If any video game character has become like a bad house guest, it’s Mario. He’s long overstayed his welcome, keeps showing up when no one asked, always tells the exact same story, abuses your pets, and spends all day either doing mushrooms or digging up your potted plants because he suspects you planted pot (a.k.a. “Fire flowers”). But even though he gets fiercely competitive every time your old pal, Sonic, comes over, and none of the Smash Brothers really want to play with him, we all give him a pass and humor him every time he shouts, “Hey, watch me jump on this turtle,” and the turtle dies, and he finishes up with his catch phrase, “It’s a-me, Mario!” like we’re all supposed to look up with sparkling eyes as though we’re not tired of his shit and still want to be seen in public with him. Wouldn’t it be great if we could all forget the mess he’s become, all his tiresome celebrity cameos, and the fact that he totally sold out and is practically the only non-Minecraft video game with his own line of merchandise? (*Outside of Japan, of course) Thankfully, about ten years back (Holy piranha plants; am I old!) Nintendo released a nostalgic game that brings Mario back to his glory days, giving him the chance to relive his teenage heartthrob days all over again.
New Super Mario Bros for the DS strips Mario of all that dead weight he’s picked up over the years: gimmicky play mechanics, 3-dimensional controls, and any attempts at developing a plot around the original scenario that clearly failed to learn from the Super Mario Bros. movie. Gameplay resembles the original 1985 NES game with updated 2.5-D graphics and borrows lightly enough from Mario 3 and Super Mario World that, with any luck, the other games won’t notice their stuff missing and NSMB won’t have to return any of it. Mario runs and jump and ya-hoos his way through mostly horizontal side-scrolling levels, wandering into every fortress, castle and ghost house along the way, hoping to find Peach like Rick Grimes hoping to find Carl, or like a Jehovah’s Witness hoping that they’ll finally convince someone to convert. Standard power-ups join you along the way, like the traditional mushroom Mario takes to get high–sorry, I meant “tall”–and the flower that leaves him with a curious burning sensation. There’s also a mini-mushroom that shrinks Mario down to the size of his Italian cultural respect, which mostly allows him to access hidden areas, but also gives him the ability to walk on water as if he didn’t have enough of a Jesus complex to begin with.

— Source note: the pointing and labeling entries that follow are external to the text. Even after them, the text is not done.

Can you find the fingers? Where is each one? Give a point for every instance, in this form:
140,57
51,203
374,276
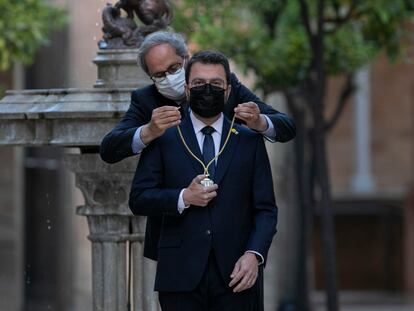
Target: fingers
244,274
247,111
247,281
199,178
198,195
235,272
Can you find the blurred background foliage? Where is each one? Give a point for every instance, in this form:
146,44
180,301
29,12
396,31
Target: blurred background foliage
25,26
269,37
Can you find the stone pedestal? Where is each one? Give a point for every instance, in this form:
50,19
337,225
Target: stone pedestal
120,276
119,68
79,118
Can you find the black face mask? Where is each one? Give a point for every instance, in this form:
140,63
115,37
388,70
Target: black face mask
207,100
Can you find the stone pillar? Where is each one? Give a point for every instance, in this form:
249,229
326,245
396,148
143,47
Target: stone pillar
408,244
362,181
113,230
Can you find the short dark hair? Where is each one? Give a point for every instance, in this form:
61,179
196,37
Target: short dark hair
175,40
208,57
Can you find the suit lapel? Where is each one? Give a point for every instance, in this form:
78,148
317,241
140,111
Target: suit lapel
224,159
191,140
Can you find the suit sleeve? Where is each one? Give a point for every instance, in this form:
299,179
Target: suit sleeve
284,126
116,145
148,197
265,210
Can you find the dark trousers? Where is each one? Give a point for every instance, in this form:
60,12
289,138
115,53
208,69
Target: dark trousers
212,294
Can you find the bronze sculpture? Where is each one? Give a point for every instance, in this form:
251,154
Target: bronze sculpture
122,32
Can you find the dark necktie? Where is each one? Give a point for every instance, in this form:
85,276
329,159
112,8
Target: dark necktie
208,149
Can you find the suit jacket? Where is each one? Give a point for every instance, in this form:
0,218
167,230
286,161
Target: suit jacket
116,145
242,217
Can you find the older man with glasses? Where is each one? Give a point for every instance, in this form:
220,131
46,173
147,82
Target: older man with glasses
159,106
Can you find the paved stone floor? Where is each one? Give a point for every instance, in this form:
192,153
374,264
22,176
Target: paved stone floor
367,301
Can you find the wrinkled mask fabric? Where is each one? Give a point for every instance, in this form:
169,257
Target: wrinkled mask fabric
173,86
207,100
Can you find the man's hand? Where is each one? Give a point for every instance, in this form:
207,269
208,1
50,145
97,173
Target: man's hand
245,272
162,118
249,112
197,194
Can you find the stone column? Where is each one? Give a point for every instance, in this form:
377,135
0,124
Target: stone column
113,230
362,181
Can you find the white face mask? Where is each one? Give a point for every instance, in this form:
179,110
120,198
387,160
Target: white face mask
173,85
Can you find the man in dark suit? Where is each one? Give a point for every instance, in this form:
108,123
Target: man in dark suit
154,108
213,237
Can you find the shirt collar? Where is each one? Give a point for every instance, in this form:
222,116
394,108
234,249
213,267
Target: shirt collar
198,125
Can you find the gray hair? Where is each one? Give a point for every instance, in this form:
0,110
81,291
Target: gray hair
175,40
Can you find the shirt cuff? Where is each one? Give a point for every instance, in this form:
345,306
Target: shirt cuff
181,205
270,131
258,255
137,144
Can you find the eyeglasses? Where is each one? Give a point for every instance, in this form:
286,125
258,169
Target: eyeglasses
215,82
173,69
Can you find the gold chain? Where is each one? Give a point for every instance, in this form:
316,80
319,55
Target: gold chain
218,154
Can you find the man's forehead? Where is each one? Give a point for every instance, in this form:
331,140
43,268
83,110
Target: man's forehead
207,71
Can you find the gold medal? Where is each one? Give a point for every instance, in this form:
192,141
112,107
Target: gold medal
207,182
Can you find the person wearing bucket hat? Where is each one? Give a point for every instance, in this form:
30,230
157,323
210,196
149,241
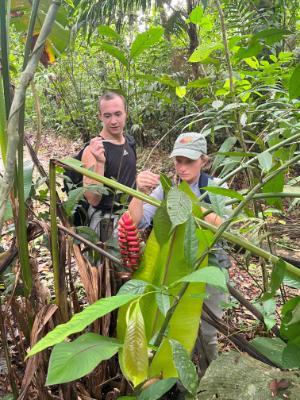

The story is simple; Bowser Jr. kidnaps Peach, and Mario has to get her back. Done. No need to present King Koopa’s tragic back story, develop a psychological analysis of Mario, or to reveal any shocking, Darth Vader-style twists. As much as I play games for the stories, Mario, much like black jack and prostitution, was created solely for fun and profit. These characters are as psychologically real as Veggie Tales fan fiction. They’re two-dimensional, and the best way to show that is to, well…make them two-dimensional.
Level exploration takes center stage in New Super Mario Bros. While some have criticized the game for being too easy, I actually appreciate the fact that they’ve shifted the emphasis back away from precariously hopping from platform to platform over an endless series of bottomless pits as though the only way to Bowser’s castle was over a convention of plate-spinners. Levels aren’t too difficult, so the adventure feels like a merry romp through the Magical Mushroom Kingdom rather than a test of skill and endurance of spirit that would break most U.S. Marine Corps members. Power-ups add an additional level of exploration. The mini-mushroom, as mentioned, allows access to tighter areas (insert your own Princess Peach joke here), while the mega-mushroom gives Mario the ability to enact his monster truck fantasies of smashing everything in his path–bricks, enemies, pipes that lead to vital areas in the level–into tiny bits. By far, though, my favorite power-up has to be the blue turtle shell, which gives him stylish new duds, allows him to hide from most attacks, and to spin along the ground bouncing off objects like a rogue bumper car fueled with Red Bull and Mountain Dew.
And….that’s it. The game is nostalgic, but not exactly a good subject for a dissertation. It’s fun. It’s easy. And it’s the perfect game to play to kill time while backstage at a play or when listening to your father-in-law read “A Christmas Carol” for the gazillionth year in a row. But beyond that, it’s not exactly as interesting as, say, a retro-style Final Fantasy game, or a pangolin that fires lasers.